Is there any other major deciding factor in how one microwave cooks compared to another besides the power? (Assuming it is actually running at its listed power. Is it even possible for a microwave to drift off its posted power due to age or some other factor?)

3 Answers 3


It may already be an implicit assumption, but I think that time to cook is probably not as important as how to cook. While the power setting does affect the time to cook, the importance of time is to control how hot the parts of the food get.

As with all cooking, there is a need to control temperature. Running the microwave at less than full power allows time for the heat to be conducted from the hot parts to the cool parts. It is similar to searing vs. sauteeing.

I think that the accuracy of most microwave oven's power settings are good enough (my own testing shows about 10%). I would be more concerned about how I wanted the item cooked. Some examples:

  • When I want to reheat things like a thick soup, I run the microwave at full power for a short period of time, stir, and run the microwave again. Stirring the concoction distributes the heat faster than the conduction process.
  • When I want to defrost frozen foods (think meat), I use the lowest power setting. This prevents the edges of the food from getting cooked.

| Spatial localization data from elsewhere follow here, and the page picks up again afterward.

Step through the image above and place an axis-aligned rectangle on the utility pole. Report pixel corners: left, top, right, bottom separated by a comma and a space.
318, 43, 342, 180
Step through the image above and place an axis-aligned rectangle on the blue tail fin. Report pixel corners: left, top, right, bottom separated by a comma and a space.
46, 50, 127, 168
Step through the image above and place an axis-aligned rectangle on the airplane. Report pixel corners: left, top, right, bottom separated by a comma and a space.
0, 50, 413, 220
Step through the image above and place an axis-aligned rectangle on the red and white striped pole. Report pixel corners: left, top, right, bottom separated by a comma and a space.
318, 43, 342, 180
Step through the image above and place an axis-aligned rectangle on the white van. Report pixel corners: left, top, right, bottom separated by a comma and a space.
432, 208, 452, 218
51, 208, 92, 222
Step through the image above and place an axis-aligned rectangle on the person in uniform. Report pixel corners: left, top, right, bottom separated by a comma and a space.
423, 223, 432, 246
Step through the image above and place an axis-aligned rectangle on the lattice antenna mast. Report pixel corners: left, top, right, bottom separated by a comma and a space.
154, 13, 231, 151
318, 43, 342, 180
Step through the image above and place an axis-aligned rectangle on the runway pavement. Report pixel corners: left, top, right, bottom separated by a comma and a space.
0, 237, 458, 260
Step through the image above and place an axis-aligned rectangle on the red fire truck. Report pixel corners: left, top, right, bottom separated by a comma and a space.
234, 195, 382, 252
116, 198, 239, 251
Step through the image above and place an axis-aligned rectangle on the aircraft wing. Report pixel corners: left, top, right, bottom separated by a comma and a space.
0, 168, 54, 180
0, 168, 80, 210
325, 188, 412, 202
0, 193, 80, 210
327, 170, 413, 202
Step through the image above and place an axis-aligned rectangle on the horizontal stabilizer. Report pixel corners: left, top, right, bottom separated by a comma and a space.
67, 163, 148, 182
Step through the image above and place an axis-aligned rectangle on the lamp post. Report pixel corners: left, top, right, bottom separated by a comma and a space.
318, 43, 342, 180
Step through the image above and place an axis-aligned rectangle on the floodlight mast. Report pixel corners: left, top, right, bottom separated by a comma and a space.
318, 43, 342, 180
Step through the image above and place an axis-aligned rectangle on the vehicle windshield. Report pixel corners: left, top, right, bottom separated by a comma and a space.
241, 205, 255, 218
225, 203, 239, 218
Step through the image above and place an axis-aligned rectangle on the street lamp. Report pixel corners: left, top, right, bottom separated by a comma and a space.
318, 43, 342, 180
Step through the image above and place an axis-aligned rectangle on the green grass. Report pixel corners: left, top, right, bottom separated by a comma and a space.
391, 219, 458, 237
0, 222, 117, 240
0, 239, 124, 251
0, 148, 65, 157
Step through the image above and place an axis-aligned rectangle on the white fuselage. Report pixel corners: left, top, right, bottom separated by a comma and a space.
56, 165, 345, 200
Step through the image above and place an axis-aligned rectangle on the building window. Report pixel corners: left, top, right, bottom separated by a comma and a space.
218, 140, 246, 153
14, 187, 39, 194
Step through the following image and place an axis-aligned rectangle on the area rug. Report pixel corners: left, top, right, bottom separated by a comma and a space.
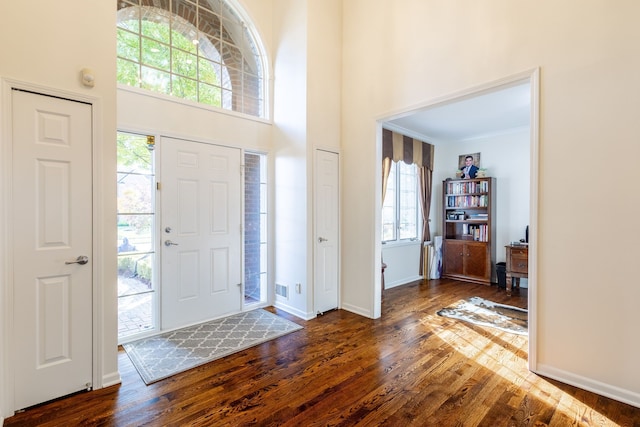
436, 296, 528, 335
123, 309, 302, 384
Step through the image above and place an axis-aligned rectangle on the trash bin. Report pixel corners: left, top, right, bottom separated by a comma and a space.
496, 262, 507, 289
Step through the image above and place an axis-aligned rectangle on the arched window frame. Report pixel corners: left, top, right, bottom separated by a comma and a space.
116, 0, 269, 119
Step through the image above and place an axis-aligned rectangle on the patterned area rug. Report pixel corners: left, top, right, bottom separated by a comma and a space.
123, 309, 302, 384
437, 296, 528, 335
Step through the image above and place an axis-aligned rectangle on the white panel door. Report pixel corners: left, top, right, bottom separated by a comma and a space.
161, 137, 242, 330
12, 90, 93, 410
314, 150, 339, 314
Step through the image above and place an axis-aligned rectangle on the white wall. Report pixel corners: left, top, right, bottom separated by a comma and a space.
0, 0, 118, 419
271, 0, 310, 318
381, 242, 422, 288
341, 0, 640, 407
271, 0, 342, 319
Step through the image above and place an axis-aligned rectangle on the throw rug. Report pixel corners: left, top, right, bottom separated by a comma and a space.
436, 296, 528, 335
123, 309, 302, 384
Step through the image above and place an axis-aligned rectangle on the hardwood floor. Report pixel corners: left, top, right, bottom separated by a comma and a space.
5, 279, 639, 426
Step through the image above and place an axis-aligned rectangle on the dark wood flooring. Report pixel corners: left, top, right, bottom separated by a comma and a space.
5, 279, 640, 426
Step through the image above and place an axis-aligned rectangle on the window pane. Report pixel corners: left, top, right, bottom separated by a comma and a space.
198, 7, 221, 41
171, 24, 198, 54
398, 162, 418, 240
117, 4, 139, 31
141, 38, 170, 71
117, 133, 153, 173
172, 48, 197, 78
117, 215, 153, 252
198, 58, 221, 85
118, 253, 154, 294
118, 292, 153, 338
117, 174, 154, 213
141, 66, 171, 94
117, 58, 140, 87
117, 28, 140, 62
140, 10, 171, 44
199, 82, 222, 107
222, 88, 232, 110
172, 74, 198, 101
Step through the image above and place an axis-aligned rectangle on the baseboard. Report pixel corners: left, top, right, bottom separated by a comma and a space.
385, 275, 423, 289
340, 302, 372, 319
535, 363, 640, 409
101, 371, 122, 389
273, 301, 313, 320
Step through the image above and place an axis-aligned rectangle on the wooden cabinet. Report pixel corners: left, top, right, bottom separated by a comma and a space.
442, 178, 496, 285
505, 245, 528, 295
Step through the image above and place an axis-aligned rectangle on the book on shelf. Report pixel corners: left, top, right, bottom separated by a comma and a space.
469, 213, 488, 220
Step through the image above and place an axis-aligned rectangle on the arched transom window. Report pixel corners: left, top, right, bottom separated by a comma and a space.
117, 0, 267, 118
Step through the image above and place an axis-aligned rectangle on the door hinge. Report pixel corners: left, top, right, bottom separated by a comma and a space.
156, 182, 161, 190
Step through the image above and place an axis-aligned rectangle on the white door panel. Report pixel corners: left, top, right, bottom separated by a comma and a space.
315, 150, 339, 314
12, 90, 93, 410
161, 137, 242, 330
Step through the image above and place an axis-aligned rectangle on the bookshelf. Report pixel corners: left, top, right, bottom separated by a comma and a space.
442, 177, 496, 284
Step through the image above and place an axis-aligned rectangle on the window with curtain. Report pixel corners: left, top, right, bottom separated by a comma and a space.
382, 161, 419, 242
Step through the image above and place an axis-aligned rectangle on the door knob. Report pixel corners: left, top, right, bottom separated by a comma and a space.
318, 237, 328, 243
164, 240, 179, 246
66, 255, 89, 265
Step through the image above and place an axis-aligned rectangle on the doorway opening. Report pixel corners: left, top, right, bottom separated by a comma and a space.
378, 69, 539, 369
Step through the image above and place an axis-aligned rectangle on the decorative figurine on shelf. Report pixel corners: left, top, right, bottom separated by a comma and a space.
460, 155, 479, 179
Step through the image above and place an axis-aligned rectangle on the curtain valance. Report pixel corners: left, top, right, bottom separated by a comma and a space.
382, 128, 434, 170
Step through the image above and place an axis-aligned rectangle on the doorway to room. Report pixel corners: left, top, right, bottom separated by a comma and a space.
378, 69, 539, 369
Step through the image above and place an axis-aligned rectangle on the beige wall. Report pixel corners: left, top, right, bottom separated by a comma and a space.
341, 0, 640, 405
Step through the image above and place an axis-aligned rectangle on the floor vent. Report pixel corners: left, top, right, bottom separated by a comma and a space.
275, 283, 288, 298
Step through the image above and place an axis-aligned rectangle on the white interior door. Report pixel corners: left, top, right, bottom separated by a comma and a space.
12, 89, 93, 410
161, 137, 242, 330
314, 150, 339, 314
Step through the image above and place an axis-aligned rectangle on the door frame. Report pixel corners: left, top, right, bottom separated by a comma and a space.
1, 78, 106, 415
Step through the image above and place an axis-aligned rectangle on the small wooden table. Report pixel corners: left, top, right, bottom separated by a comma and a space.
505, 244, 528, 296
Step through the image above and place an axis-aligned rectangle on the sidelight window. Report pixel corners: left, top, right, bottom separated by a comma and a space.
244, 152, 267, 304
117, 131, 157, 340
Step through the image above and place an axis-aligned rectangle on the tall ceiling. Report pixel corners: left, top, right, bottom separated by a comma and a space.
384, 82, 531, 142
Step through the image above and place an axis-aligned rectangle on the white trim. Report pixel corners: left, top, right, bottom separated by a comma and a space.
0, 77, 110, 415
536, 363, 640, 409
527, 68, 540, 372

The majority of microwaves cannot modulate their power output. The power setting in most microwaves simply turns the magnetron (microwave generator) off and in in cycles. So a power setting of .5 for 10 minutes would simply cycle the magnetron on and off every few seconds, with a total on time of 5 minutes. You can actually hear this occurring.

According to wikipedia, some newer microwaves can actually achieve a more or less constant level of reduced power using a technique called pulse-width modulation. I have never seen or used one of these though.

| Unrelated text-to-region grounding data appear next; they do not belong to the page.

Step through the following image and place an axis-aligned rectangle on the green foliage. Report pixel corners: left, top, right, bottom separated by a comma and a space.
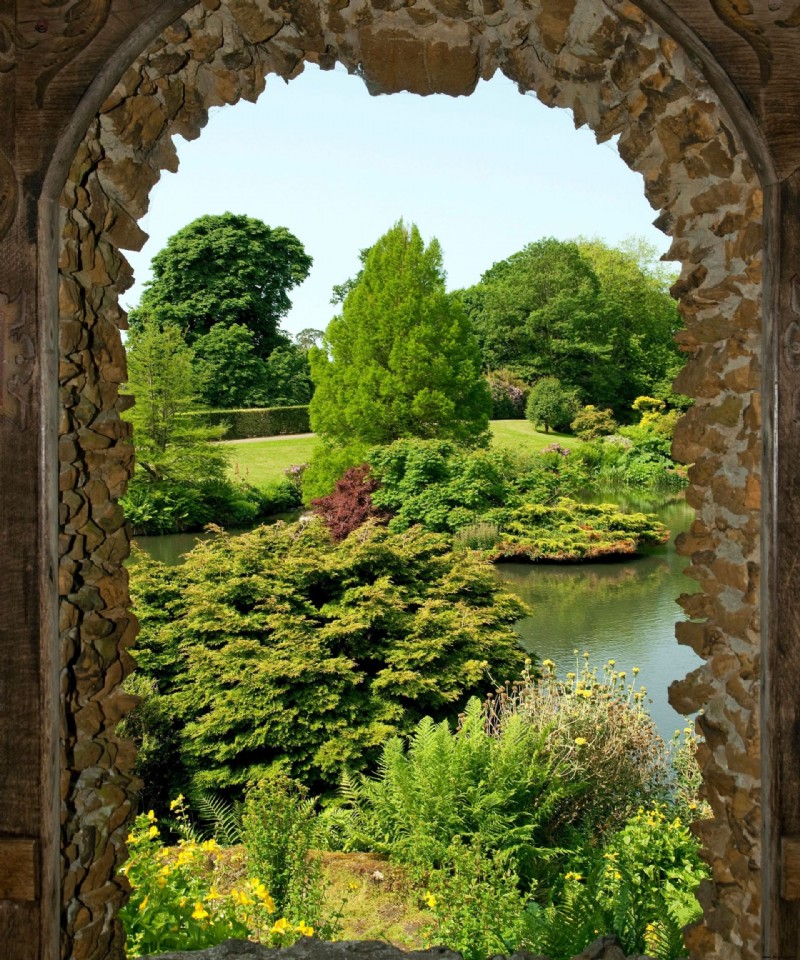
262, 344, 314, 407
128, 520, 528, 797
125, 317, 203, 459
122, 472, 269, 535
119, 806, 321, 956
182, 405, 311, 440
368, 438, 512, 534
120, 811, 249, 957
302, 441, 369, 502
526, 377, 580, 434
121, 320, 271, 534
570, 404, 618, 441
309, 221, 491, 449
458, 237, 683, 419
194, 323, 270, 409
333, 699, 576, 883
485, 498, 669, 562
523, 806, 706, 960
129, 213, 311, 359
481, 658, 669, 844
242, 775, 341, 937
420, 842, 531, 960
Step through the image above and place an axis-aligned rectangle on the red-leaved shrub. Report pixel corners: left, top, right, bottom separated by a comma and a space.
311, 464, 387, 541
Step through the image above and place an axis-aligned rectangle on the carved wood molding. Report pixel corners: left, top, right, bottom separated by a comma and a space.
34, 0, 112, 107
0, 838, 37, 902
0, 291, 34, 431
706, 0, 800, 86
0, 148, 18, 242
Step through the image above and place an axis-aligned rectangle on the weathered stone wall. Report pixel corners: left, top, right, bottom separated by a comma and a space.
56, 2, 763, 958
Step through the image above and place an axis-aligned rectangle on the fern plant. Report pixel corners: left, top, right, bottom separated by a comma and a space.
335, 698, 583, 885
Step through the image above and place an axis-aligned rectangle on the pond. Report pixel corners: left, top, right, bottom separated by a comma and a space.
134, 496, 698, 742
493, 495, 699, 741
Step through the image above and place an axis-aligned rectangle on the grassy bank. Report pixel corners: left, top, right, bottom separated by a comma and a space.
225, 421, 584, 489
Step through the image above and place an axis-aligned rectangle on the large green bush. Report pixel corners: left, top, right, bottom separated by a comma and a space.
368, 438, 513, 534
127, 519, 527, 799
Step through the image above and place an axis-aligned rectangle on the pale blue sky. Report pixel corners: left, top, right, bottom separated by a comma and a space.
123, 63, 671, 336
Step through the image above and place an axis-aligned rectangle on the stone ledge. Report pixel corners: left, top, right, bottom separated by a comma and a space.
141, 934, 654, 960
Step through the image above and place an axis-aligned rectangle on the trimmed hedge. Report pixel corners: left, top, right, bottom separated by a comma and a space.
183, 405, 311, 440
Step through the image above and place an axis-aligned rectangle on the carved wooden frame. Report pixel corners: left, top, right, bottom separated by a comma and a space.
2, 1, 797, 958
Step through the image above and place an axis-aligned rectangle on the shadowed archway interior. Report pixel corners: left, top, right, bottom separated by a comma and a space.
54, 2, 762, 958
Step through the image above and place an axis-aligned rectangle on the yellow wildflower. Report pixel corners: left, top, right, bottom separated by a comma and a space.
564, 871, 582, 882
633, 667, 640, 675
138, 895, 149, 913
578, 689, 592, 699
348, 882, 359, 892
192, 902, 209, 920
608, 660, 615, 667
296, 921, 315, 937
424, 891, 437, 909
206, 886, 220, 901
170, 794, 185, 810
146, 809, 156, 822
574, 737, 588, 746
271, 917, 292, 935
201, 838, 218, 852
542, 658, 555, 669
148, 825, 160, 840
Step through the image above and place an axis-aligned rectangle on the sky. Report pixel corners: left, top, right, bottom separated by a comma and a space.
123, 63, 672, 338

Microwave cooking is never very exact, so cooking something at 700 W vs 1000 W at .7 power would yield very different results. The only reliable way I've found in cooking things properly in different wattage microwave ovens is simple observation.

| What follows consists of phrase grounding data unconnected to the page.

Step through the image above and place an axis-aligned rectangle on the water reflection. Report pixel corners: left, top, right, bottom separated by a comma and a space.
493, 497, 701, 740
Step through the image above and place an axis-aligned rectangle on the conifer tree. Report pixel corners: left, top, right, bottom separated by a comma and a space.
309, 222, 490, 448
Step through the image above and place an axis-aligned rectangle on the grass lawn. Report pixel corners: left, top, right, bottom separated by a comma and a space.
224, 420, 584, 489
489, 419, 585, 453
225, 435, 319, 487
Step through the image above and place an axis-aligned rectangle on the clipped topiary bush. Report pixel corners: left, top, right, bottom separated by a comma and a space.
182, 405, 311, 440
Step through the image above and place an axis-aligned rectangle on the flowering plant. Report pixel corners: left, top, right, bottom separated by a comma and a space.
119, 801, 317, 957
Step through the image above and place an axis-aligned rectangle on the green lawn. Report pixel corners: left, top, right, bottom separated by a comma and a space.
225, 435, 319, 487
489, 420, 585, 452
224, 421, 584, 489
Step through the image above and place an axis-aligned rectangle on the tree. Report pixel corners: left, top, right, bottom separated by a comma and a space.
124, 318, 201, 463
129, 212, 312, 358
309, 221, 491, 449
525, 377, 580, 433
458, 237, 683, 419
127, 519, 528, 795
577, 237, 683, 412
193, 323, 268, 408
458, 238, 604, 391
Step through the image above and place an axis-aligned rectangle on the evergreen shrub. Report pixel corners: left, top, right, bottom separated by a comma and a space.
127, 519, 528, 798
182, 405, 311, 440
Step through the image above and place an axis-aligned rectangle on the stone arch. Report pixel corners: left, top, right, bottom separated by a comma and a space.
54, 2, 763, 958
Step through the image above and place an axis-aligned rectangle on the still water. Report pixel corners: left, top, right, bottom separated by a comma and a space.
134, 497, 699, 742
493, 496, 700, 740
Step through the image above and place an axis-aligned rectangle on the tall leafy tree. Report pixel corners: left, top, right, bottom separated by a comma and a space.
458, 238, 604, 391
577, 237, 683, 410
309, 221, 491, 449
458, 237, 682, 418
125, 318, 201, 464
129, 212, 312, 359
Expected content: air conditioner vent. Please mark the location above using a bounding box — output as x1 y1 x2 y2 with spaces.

  • I did some testing on my GE 1000W microwave at a 50% power rating. It seems to cycle at a 30 second period... ~15 seconds on at full power, ~15 seconds off. I was quite surprised to find that the timings drifted by about 10%. Difficult to describe, but after 4 minutes, the cycles were off by about 3 seconds. Probably not really significant for general cooking techiques.
    – erichui
    Sep 18, 2010 at 1:46
  • I agree. You can distinctly hear the power shifts in my microwave. If you put it on 5 (out of 10), you get 100% power for 50% of the time.
    – Dinah
    Sep 18, 2010 at 3:45
  • @erichui Now I'm curious: What happens if you put it on 50% power for 10 seconds? Oct 24, 2012 at 16:05
  • 1
    @Yamikuronue I just did you test, 50% power for 10 seconds. The microwave was turned on for the full 10 seconds.
    – erichui
    Oct 25, 2012 at 0:38
  • Note that the on-off cycles described are also pulse width modulation, albiet with a much lower pulse frequency.
    – Vaelus
    Feb 3, 2019 at 3:45

The solution is to place a measured amount of water in a cup to reduce the power to the food. This is a trial and error method, but it is the only way to truly reduce the power continuously to a food you are trying to cook. I use this method for poached eggs in the microwave since they always exploded even if I reduced the power to 50%. I found that about 1/3 cup of water along with the egg(s) in the poacher reduces the power so they cook at the proper speed and do not explode.